The study provides new insights into islatravir pharmacokinetics in individuals with moderate hepatic impairment.

## Key findings

- Plasma islatravir and ISL-TP levels showed modest decreases in participants with moderate hepatic impairment.
- Plasma M4 levels were modestly increased, indicating increased metabolism via ADA in hepatic impairment.
- Islatravir was generally well tolerated in both healthy and hepatically impaired participants.

## Abstract

Islatravir (ISL) is a nucleoside reverse transcriptase translocation inhibitor in development for the treatment of HIV-1 infection. People living with HIV are at risk of liver disease.

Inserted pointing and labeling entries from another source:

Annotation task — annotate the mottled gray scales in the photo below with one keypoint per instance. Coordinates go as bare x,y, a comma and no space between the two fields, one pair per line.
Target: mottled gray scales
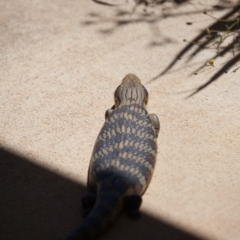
122,161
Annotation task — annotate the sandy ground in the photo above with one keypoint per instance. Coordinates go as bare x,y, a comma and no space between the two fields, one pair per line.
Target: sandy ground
60,64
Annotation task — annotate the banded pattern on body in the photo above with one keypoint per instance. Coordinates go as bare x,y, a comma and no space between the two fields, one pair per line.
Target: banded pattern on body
122,161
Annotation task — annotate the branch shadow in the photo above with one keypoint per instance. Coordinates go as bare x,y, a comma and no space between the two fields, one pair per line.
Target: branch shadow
37,203
202,36
201,41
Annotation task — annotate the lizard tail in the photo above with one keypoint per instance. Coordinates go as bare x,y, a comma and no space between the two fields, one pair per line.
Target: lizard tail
104,213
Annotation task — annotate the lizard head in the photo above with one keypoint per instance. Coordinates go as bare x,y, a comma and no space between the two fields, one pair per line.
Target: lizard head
131,91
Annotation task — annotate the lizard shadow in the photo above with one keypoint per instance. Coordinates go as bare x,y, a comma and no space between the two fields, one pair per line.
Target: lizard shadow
37,203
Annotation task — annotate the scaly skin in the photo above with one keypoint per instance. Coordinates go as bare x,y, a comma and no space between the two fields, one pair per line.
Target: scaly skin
122,162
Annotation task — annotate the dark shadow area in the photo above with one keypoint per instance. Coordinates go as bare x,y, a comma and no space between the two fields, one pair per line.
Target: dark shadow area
39,204
202,40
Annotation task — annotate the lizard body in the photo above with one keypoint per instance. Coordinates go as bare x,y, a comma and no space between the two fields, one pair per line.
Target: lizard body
122,161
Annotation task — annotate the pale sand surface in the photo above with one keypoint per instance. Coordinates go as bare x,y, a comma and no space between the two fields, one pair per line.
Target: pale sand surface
60,64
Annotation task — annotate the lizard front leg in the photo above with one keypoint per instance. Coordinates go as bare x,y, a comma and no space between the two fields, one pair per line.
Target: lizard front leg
155,123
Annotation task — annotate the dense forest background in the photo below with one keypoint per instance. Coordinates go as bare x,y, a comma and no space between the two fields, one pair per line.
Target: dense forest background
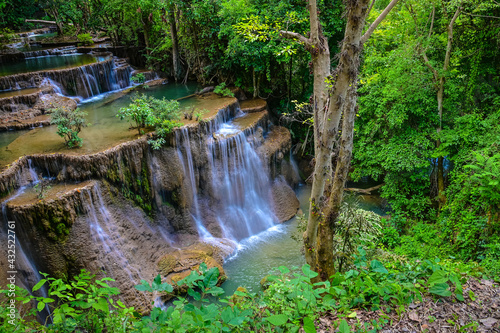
428,125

ISL is metabolized by adenosine deaminase (ADA), which is expressed in the liver; thus, ISL pharmacokinetics (PK) may be affected by hepatic impairment. This study evaluated the effect of moderate hepatic impairment on ISL PK. This nonrandomized, open-label, phase 1 study (MK-8591-030) evaluated the effects of a single oral dose of ISL 60 mg in HIV-seronegative adults with moderate hepatic insufficiency (n = 6) and matched healthy adult participants (n = 6). Blood samples for plasma ISL and 4′-ethynyl-2-fluoro-2′deoxyinosine (M4) and peripheral blood mononuclear cell (PBMC) ISL-triphosphate (ISL-TP) were collected at multiple time points through 672 h, and safety was monitored throughout. Modest decreases in maximum measured concentration (Cmax) and area under the concentration-time curve (AUC) of plasma ISL and AUC of PBMC ISL-TP were observed in participants with moderate hepatic impairment versus matched healthy participants, while ISL-TP Cmax was relatively unchanged. In contrast, plasma M4 was modestly increased in the moderate hepatic impairment group, suggesting that hepatic impairment may result in increased metabolism of ISL to M4 via ADA. The clinical relevance of the overall modest changes in M4, ISL, and ISL-TP levels with moderate hepatic impairment will be contextualized once exposure response data from ongoing clinical studies are available to elucidate the thresholds for clinical efficiency. A single oral dose of ISL 60 mg was generally well tolerated in both groups.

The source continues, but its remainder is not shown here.